5.1 The core idea: From single-token to multi-token prediction

The entire training process for the language models we’ve discussed so far has been based on a single, simple objective: Next-Token Prediction. In the standard approach, we give the model a sequence of input tokens. These tokens are processed through a series of Transformer blocks (the “Shared Transformer Trunk”), and for each input token, the model’s goal is to predict the single token that immediately follows it.

Figure 5.2 The standard single-token prediction process. For a given sequence of input tokens, the model predicts only the single immediate next token for each position. Figure 5.2 The standard single-token prediction process. For a given sequence of input tokens, the model predicts only the single immediate next token for each position.

As shown in figure 5.2, for an input like “Artificial Intelligence is,” the model processes these three tokens. For the token “is,” its primary training goal is to predict the single next token, “transforming.” While it also makes predictions for the other tokens (e.g., predicting “Intelligence” after “Artificial”), the learning signal at each position is focused on a horizon of just one step into the future.

Multi-Token Prediction, as the name suggests, changes this fundamental objective. Instead of predicting only the single next token, the model is trained to predict multiple future tokens at once.

Figure 5.3 The Multi-Token Prediction (MTP) process. For a given sequence of input tokens, the model is trained to predict multiple future tokens simultaneously from each position. For example, from the input token “is,” it might predict the sequence “transforming,” “the,” “world.” Figure 5.3 The Multi-Token Prediction (MTP) process. For a given sequence of input tokens, the model is trained to predict multiple future tokens simultaneously from each position. For example, from the input token "is," it might predict the sequence "transforming," "the," "world."

As illustrated in figure 5.3, when the model processes the input “Artificial Intelligence is,” it makes predictions from each token. In the standard single-token approach (figure 5.2), the primary goal for the token “is” would be to predict only the next token, “transforming.”

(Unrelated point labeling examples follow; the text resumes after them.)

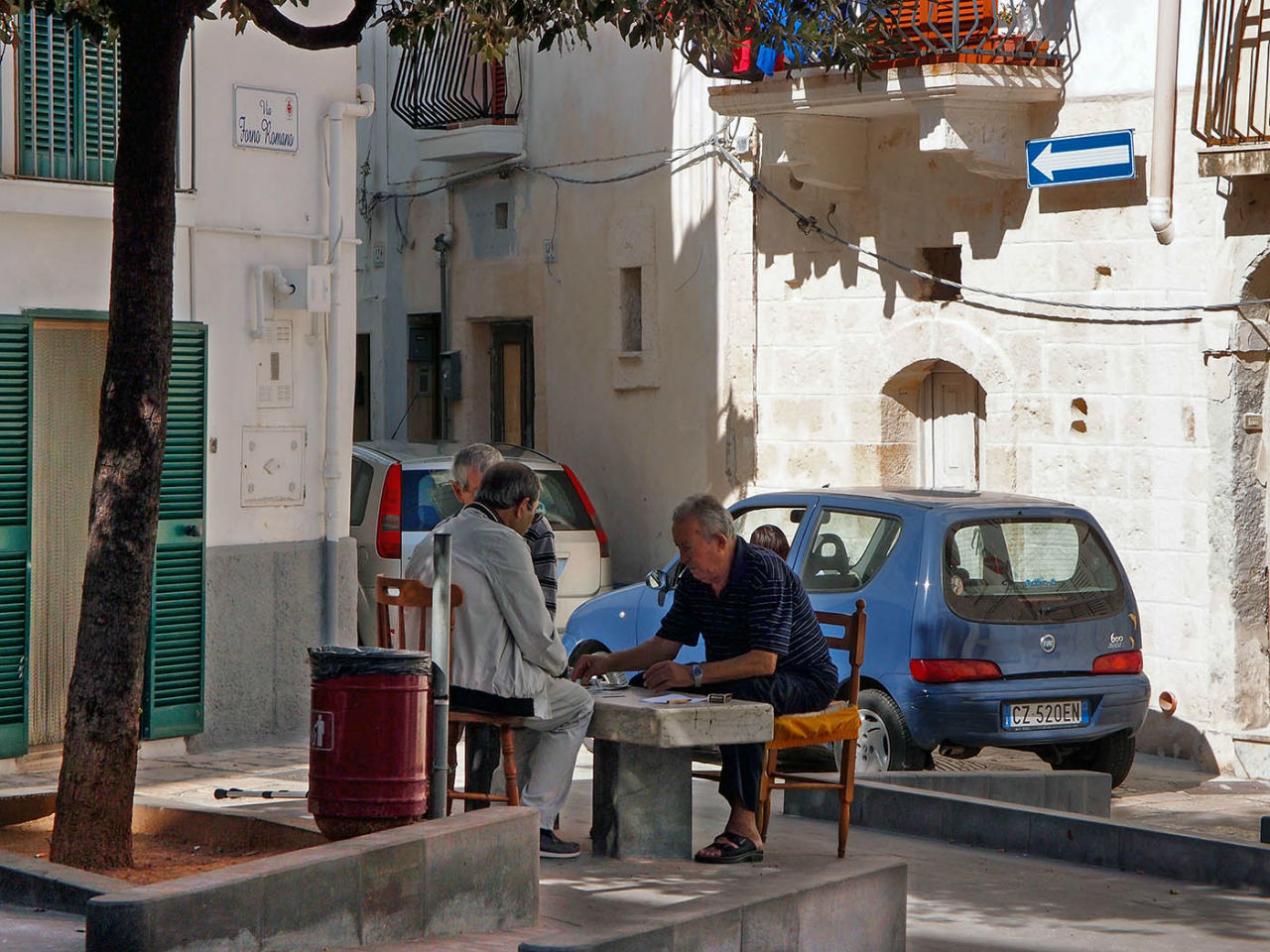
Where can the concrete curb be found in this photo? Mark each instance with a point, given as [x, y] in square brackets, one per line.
[806, 912]
[1071, 791]
[1047, 833]
[411, 883]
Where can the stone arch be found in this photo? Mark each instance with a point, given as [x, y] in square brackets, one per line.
[934, 411]
[937, 338]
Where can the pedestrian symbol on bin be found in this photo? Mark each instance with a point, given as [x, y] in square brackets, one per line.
[321, 731]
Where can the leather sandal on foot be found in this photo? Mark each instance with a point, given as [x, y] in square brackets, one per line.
[733, 848]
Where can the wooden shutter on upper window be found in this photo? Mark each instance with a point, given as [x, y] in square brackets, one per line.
[14, 531]
[173, 703]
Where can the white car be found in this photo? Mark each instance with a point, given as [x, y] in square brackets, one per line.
[402, 490]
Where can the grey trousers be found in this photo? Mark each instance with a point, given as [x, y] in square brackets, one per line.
[547, 749]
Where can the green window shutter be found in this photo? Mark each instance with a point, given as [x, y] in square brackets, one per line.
[14, 531]
[100, 111]
[175, 664]
[67, 102]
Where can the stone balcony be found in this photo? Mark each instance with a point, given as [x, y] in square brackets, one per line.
[975, 113]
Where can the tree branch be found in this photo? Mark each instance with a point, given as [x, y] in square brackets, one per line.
[348, 32]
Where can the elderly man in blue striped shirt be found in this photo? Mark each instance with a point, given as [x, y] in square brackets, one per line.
[762, 644]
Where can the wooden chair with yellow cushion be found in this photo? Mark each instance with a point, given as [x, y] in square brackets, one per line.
[411, 593]
[838, 722]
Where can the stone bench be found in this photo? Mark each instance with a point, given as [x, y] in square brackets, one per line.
[642, 797]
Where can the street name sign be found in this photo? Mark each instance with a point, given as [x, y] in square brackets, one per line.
[1078, 160]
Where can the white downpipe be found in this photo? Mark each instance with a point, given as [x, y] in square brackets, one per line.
[1160, 193]
[331, 463]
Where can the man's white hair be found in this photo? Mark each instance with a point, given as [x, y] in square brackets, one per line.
[474, 456]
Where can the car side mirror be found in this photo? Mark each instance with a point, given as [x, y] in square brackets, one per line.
[667, 581]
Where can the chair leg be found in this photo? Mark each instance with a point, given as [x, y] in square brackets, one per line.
[847, 777]
[456, 733]
[765, 792]
[509, 774]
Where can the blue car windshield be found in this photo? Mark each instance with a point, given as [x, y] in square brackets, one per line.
[1029, 570]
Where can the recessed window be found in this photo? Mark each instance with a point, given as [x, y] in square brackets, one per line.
[942, 263]
[633, 308]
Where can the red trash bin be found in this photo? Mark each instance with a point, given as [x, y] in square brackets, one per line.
[370, 716]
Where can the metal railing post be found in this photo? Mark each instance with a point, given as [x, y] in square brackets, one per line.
[441, 563]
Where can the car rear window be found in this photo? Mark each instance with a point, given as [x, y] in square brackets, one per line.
[1029, 570]
[427, 498]
[847, 549]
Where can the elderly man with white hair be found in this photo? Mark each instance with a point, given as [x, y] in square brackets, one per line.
[507, 656]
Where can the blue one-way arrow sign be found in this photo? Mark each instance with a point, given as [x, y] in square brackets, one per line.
[1069, 160]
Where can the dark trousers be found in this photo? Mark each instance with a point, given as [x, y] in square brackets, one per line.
[743, 763]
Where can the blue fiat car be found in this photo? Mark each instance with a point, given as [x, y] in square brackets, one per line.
[993, 621]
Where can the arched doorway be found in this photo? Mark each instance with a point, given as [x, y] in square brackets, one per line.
[943, 422]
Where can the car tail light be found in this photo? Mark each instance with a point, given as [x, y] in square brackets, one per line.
[1118, 662]
[942, 670]
[388, 537]
[590, 512]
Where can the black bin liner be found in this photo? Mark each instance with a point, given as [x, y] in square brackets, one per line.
[335, 661]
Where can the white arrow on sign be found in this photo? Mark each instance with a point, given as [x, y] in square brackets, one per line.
[1051, 162]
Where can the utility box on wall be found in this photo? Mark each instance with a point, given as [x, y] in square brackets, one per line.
[273, 465]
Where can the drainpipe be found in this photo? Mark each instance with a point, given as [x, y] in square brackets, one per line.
[1160, 200]
[331, 463]
[441, 245]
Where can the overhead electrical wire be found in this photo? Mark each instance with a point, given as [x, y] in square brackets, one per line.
[715, 145]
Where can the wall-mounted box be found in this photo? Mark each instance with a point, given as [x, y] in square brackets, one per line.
[273, 465]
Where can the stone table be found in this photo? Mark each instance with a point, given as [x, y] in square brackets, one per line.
[642, 797]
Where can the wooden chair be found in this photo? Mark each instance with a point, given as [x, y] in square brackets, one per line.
[411, 593]
[839, 721]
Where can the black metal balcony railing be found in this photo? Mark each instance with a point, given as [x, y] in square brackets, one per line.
[1232, 84]
[444, 84]
[919, 32]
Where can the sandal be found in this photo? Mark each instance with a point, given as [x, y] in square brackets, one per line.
[733, 848]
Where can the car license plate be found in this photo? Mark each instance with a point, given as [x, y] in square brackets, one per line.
[1046, 714]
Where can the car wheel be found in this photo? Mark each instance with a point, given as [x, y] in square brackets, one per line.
[884, 742]
[1111, 754]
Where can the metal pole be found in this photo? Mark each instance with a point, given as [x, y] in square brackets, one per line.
[440, 644]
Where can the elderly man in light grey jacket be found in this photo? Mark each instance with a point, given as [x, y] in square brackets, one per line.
[506, 654]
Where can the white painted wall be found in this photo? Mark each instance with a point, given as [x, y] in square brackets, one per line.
[244, 208]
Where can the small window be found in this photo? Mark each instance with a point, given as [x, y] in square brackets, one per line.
[942, 263]
[1029, 570]
[633, 308]
[363, 475]
[847, 549]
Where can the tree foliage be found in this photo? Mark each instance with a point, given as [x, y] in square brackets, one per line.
[702, 28]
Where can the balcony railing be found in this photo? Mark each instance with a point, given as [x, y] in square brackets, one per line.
[444, 85]
[920, 32]
[1232, 84]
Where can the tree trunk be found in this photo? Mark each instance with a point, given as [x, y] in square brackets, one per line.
[93, 828]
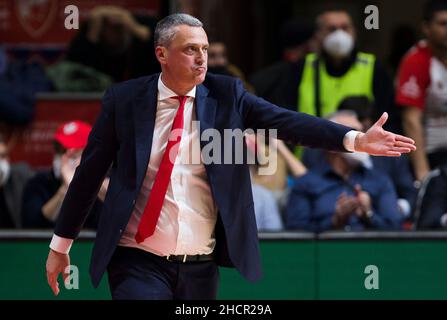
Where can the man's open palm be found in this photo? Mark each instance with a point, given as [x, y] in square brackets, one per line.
[379, 142]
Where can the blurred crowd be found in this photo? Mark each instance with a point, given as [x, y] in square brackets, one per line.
[323, 72]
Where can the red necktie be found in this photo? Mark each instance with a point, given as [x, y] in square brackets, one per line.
[151, 213]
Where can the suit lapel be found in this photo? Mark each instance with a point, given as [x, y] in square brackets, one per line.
[205, 110]
[144, 113]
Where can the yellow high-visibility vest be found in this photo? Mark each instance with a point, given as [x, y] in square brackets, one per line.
[358, 81]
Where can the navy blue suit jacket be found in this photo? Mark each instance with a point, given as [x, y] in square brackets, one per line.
[122, 138]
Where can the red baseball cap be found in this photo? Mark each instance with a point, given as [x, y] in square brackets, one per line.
[73, 134]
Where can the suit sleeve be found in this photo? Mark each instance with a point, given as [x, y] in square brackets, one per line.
[293, 127]
[95, 162]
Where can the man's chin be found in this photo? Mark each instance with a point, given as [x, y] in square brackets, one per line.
[200, 78]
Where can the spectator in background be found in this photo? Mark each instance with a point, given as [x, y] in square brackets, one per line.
[218, 63]
[397, 169]
[19, 82]
[422, 92]
[431, 211]
[116, 43]
[346, 194]
[45, 192]
[13, 178]
[279, 82]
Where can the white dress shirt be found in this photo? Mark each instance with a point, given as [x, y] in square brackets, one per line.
[188, 216]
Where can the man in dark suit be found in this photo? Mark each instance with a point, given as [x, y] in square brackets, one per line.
[166, 227]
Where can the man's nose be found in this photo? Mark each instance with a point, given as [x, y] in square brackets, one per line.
[201, 57]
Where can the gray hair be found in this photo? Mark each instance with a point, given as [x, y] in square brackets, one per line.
[165, 29]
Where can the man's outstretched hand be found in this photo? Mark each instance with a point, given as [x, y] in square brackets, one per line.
[56, 263]
[379, 142]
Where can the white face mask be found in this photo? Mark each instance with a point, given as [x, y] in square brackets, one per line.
[57, 164]
[357, 159]
[5, 171]
[338, 44]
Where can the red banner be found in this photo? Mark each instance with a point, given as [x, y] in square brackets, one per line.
[41, 22]
[34, 145]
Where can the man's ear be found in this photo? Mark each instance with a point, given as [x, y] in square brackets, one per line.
[161, 53]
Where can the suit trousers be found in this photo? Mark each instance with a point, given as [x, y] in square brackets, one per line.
[135, 274]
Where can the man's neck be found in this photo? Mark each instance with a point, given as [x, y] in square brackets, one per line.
[174, 86]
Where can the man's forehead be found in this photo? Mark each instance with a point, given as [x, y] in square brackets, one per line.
[188, 34]
[336, 18]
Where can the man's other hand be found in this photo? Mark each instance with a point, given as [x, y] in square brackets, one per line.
[56, 263]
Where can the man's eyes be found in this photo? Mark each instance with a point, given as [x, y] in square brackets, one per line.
[194, 49]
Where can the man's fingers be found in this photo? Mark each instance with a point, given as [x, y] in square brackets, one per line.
[401, 149]
[382, 120]
[404, 139]
[404, 145]
[391, 153]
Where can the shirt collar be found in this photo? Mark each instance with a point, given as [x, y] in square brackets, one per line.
[164, 92]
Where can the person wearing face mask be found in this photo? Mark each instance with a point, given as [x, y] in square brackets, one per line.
[346, 193]
[339, 70]
[44, 193]
[13, 178]
[358, 109]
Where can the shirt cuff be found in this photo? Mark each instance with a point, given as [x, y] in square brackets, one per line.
[349, 140]
[61, 245]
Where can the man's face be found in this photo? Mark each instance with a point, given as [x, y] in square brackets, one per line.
[332, 21]
[186, 57]
[436, 30]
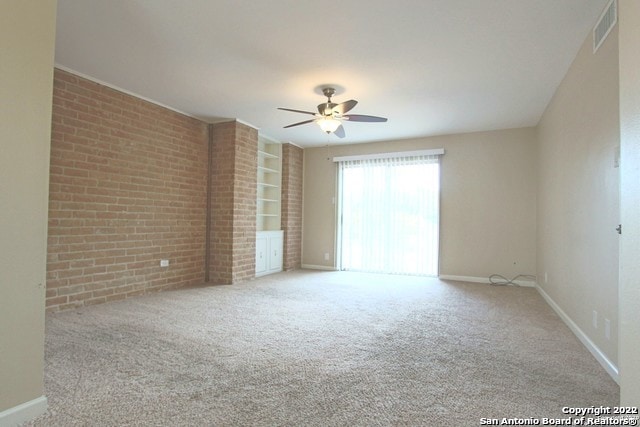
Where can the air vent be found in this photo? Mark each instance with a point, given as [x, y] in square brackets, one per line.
[606, 22]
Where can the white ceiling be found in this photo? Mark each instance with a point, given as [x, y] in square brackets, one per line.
[432, 67]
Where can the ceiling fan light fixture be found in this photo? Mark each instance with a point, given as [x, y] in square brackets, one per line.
[329, 124]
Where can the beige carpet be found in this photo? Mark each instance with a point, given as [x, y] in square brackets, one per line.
[318, 349]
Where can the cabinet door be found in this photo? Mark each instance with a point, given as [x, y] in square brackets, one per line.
[261, 255]
[275, 252]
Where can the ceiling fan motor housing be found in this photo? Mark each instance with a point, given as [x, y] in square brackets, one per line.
[326, 109]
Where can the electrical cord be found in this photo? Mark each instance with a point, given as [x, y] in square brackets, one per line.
[498, 280]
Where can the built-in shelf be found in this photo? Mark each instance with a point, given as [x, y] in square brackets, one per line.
[269, 185]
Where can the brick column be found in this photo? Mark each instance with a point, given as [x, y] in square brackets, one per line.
[292, 158]
[233, 202]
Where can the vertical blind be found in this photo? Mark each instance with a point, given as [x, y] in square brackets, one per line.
[389, 214]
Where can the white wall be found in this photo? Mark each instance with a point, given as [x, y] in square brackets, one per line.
[629, 27]
[27, 36]
[487, 201]
[578, 194]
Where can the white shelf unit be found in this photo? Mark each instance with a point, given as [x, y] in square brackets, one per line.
[269, 246]
[269, 185]
[269, 236]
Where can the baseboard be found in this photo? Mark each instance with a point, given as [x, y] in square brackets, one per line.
[23, 412]
[611, 369]
[318, 267]
[523, 283]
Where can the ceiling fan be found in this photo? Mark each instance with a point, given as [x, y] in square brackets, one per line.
[331, 115]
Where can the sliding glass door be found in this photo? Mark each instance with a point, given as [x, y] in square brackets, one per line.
[389, 215]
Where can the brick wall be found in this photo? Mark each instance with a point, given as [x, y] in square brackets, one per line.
[128, 183]
[292, 160]
[233, 202]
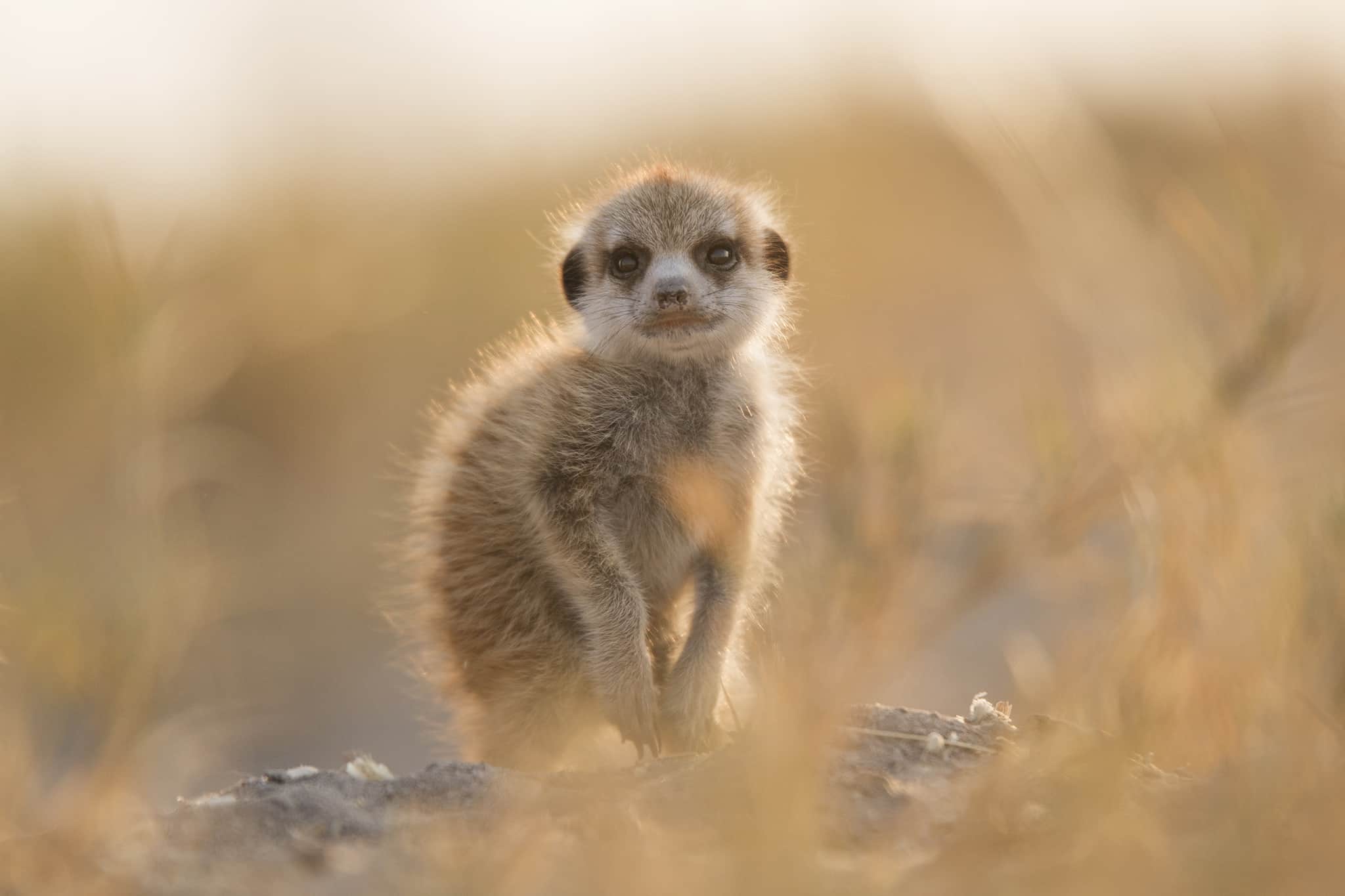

With MTP, the task is expanded. From the position of the token “is,” the model is now tasked with predicting a whole sequence of future tokens: “transforming,” “the,” and “world.” The loss is then calculated based on how well it predicted this entire future sequence from that position.

This seemingly simple change from predicting one token to predicting many has profound implications for the model’s training process and its final capabilities. It was not invented by DeepSeek but was explored in a paper from Meta AI researchers titled “Better and faster large language models via multi-token prediction.” (https://arxiv.org/pdf/2404.19737) DeepSeek took this powerful idea and integrated it with their own unique architectural innovations.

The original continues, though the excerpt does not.